Atlanta, GA: U.S. Department of Health and Human Services, Public Health Service, Centers for Disease Control and Prevention, National Institute for Occupational Safety and Health, R43-OH-008952, 2008 Mar; :1-48
This document presents the results of a research and development effort funded by the National Institute for Occupational Safety and Health (NIOSH) under SBIR Grant 1 R43 OH008952. The goal of the effort is to develop a tracking and location system to help localize miners in the event of a mine accident. Our work established several key principles: 1.Crtical polarization performs better than horizontal polarization in underground environments. 2. A power law roll-off of about r-5 is a reasonable estimate for mine propagation. 3.Phase response is distorted by mine infrastructure but in a gradual, slowly varying fashion that lends itself well to an RF mapping or fingerprinting approach to tracking. 4.Current NFER prototypes could be the basis of a tracking system with a range of about 150-200m (450-600ft). Reasonably foreseeable improvements could substantially extend the range to about 600-800m or 1800-2400 feet. With this kind of range, we can envision deploying a relatively limited number of receivers and obtaining accurate location information throughout mines of substantial size.
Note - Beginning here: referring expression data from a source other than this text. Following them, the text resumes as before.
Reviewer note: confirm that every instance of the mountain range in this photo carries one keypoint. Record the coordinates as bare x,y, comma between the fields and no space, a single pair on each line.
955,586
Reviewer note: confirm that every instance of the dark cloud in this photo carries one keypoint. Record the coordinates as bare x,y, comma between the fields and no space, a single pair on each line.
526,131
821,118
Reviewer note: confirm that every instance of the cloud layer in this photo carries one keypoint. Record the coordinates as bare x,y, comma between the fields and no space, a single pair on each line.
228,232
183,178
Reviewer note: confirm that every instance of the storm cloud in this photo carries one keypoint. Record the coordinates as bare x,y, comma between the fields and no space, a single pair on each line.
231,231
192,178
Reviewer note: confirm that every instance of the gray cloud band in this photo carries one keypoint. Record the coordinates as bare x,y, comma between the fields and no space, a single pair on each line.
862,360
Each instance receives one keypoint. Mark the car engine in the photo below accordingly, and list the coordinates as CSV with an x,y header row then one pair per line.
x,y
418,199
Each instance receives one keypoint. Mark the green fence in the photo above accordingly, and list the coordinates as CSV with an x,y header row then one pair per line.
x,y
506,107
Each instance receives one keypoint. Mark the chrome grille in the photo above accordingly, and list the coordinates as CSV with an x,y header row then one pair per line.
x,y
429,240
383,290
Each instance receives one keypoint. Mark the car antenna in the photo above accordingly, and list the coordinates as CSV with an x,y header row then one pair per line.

Specific accomplishments of the Phase I effort included: 1.Completion of a computer (HFSS) model of propagation along a shaft. 2.Collection of propagation data at 575 kHz in a linear cave (Cave Mountain Cave, AL), an abandoned limestone mine (Three Caves, AL), and the Bruceton Safety Research Coal Mine. 3. Establishment of baseline performance metrics. 4.Initial modification Q-Track NFERŪ systems for proof-of-concept application in mines. 5. Demonstration and evaluation of the proof-of-concept system at the Safety Research Coal Mine near Pittsburgh. Furthermore, Q-Track identified a significant system improvement that should roughly double the robustness and performance of NFER tracking. This improvement is the subject of a provisional patent application filed February 25. The Q-Track Corporation has assessed the feasibility of applying Near-Field Electromagnetic Ranging to the difficult problem of location awareness within coal mines. The Q-Track team believes that our Phase I experience demonstrates the feasibility of NFER tracking in coal mines. We will soon be submitting a proposal for a Phase II effort to implement a prototype system for tracking in a mine environment.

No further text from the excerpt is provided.